Everytime I try to give this job away at work, it comes back to me. I had a volunteer at my last church who did this for me. She asked about it and was on top of when the bills were due. She came in every week to get it done. I handed it to her, she did it, and I just signed the request. That was about it. Since I no longer have her to tally up my bills and I don’t have an admin assistant and I’m not smart enough to figure out how to find a volunteer to OWN this area of my life…. well, now I spend hours doing it myself- and sadly- I also spend money on last minute fees to rush junk cuz I HATE this… but maybe I already said that. AHHH!

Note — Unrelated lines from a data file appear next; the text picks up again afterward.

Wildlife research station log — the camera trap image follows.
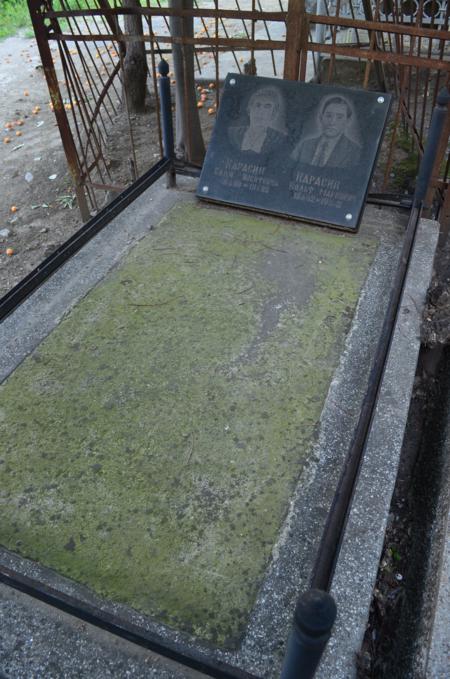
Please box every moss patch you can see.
[0,205,377,646]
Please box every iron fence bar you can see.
[281,589,337,679]
[0,565,260,679]
[311,90,450,591]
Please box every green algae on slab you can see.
[0,204,377,647]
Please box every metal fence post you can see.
[413,87,450,207]
[158,59,176,188]
[281,589,336,679]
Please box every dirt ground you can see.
[0,32,82,296]
[0,29,223,297]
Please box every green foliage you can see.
[0,0,168,39]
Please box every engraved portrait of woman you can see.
[228,86,287,154]
[291,94,362,168]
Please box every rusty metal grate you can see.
[29,0,450,219]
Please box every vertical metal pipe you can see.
[413,87,450,207]
[158,59,175,188]
[281,589,336,679]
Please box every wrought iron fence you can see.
[28,0,450,219]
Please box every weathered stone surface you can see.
[0,205,377,647]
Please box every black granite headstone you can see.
[197,74,390,231]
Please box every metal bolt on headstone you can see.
[281,589,336,679]
[158,59,175,188]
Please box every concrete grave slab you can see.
[0,182,436,676]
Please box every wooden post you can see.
[283,0,305,80]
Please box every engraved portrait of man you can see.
[228,86,287,154]
[291,94,361,168]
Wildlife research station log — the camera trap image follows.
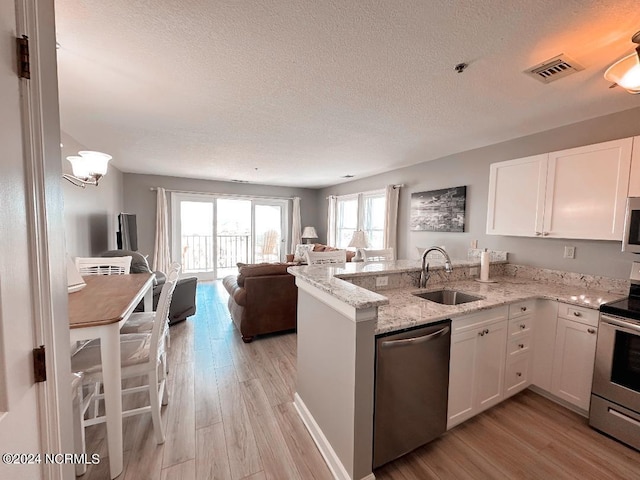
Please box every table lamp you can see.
[301,227,318,243]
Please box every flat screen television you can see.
[116,213,138,252]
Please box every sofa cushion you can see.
[238,263,291,287]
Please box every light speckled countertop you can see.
[376,277,624,334]
[288,260,626,334]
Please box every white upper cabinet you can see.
[487,138,640,240]
[543,138,633,240]
[629,136,640,197]
[487,153,549,237]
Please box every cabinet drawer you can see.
[451,306,508,335]
[504,355,531,397]
[509,300,536,318]
[509,315,533,338]
[558,303,600,327]
[507,335,532,359]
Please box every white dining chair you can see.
[362,248,394,262]
[305,250,347,265]
[120,263,182,336]
[71,280,177,444]
[75,256,132,276]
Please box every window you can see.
[335,190,386,248]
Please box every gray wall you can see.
[60,132,123,257]
[124,173,326,259]
[316,105,640,278]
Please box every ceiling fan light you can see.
[604,52,640,94]
[67,155,91,180]
[67,150,112,180]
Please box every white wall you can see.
[60,132,123,257]
[124,174,326,258]
[317,105,640,278]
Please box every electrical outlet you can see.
[629,262,640,282]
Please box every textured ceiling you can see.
[55,0,640,187]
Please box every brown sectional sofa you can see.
[222,263,298,343]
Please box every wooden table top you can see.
[69,273,154,328]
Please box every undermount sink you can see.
[413,290,484,305]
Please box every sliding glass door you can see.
[171,193,289,280]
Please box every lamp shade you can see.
[604,51,640,94]
[348,230,369,248]
[301,227,318,238]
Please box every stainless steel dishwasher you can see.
[373,320,451,468]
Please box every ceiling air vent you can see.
[524,54,584,83]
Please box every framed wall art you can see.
[409,186,467,232]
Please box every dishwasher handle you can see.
[380,326,450,348]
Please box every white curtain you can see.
[327,195,338,247]
[383,185,400,253]
[153,187,171,274]
[291,197,302,253]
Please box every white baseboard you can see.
[528,385,589,418]
[293,393,376,480]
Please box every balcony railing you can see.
[182,235,251,273]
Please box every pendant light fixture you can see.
[604,32,640,94]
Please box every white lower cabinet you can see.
[447,300,599,429]
[551,304,598,410]
[504,300,536,398]
[447,307,508,429]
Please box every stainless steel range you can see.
[589,262,640,450]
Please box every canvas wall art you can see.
[410,186,467,232]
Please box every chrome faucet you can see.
[420,247,453,288]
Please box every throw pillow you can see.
[293,243,314,262]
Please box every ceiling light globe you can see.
[604,52,640,94]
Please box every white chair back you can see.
[362,248,394,262]
[305,250,347,265]
[75,256,132,276]
[149,277,178,361]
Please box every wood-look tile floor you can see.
[81,282,640,480]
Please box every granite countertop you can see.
[376,277,624,334]
[288,260,625,334]
[287,259,505,309]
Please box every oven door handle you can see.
[602,315,640,335]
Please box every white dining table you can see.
[69,273,155,478]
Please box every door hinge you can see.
[33,345,47,382]
[16,35,31,78]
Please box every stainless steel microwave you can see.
[622,197,640,253]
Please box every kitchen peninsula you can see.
[289,260,628,480]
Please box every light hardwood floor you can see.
[81,282,640,480]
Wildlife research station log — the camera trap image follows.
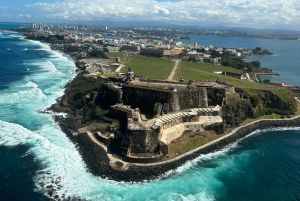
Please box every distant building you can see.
[122,45,141,52]
[141,48,182,57]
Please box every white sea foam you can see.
[0,88,47,104]
[20,81,38,88]
[0,120,94,199]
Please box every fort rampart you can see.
[71,116,300,182]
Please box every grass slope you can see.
[109,52,174,80]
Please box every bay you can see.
[0,25,300,200]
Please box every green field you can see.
[109,52,174,80]
[173,62,279,89]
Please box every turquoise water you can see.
[0,27,300,201]
[178,35,300,86]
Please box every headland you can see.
[18,25,300,182]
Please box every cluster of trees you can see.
[252,47,273,55]
[253,108,295,118]
[89,48,107,58]
[221,52,260,72]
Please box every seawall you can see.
[64,116,300,182]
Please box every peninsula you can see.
[17,24,300,182]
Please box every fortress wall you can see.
[160,123,185,144]
[123,85,208,114]
[128,130,158,153]
[100,84,123,105]
[169,88,208,111]
[207,88,226,106]
[123,85,170,114]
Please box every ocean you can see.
[0,24,300,201]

I’m going to go to bed now and dream I’m rich enough to hire a big fancy money man.

CHEERS TO MOMS

We went on a harbor cruise today in San Diego Bay with my wife and her parents after church. I ate way too much. I really tested the “all you can eat buffet” idea. I laughed at Jake a lot. He was on a first name basis with the Captain after his 500th question to the poor guy. They have an “open cabin” policy and you can come in and say hi and watch while he drives the boat. That policy surely will be changing now that Jake torchered the guy with 3 1/2 year old questions. But I think the funniest thing was the way he wanted to toast everyone and how he grabbed his sparkling cider with such zeal. He really likes to say CHEERS!

So Cheers to mom and your mom. Jake and I raise our glass to Mom’s everywhere who love kids unconditionally and who give selflessly. You are a rarity. Trust me. I work with some high school students who can tell some stories to prove it. Today I met one whose mom left him when he was 2. You are a rarity. Thanks Mom.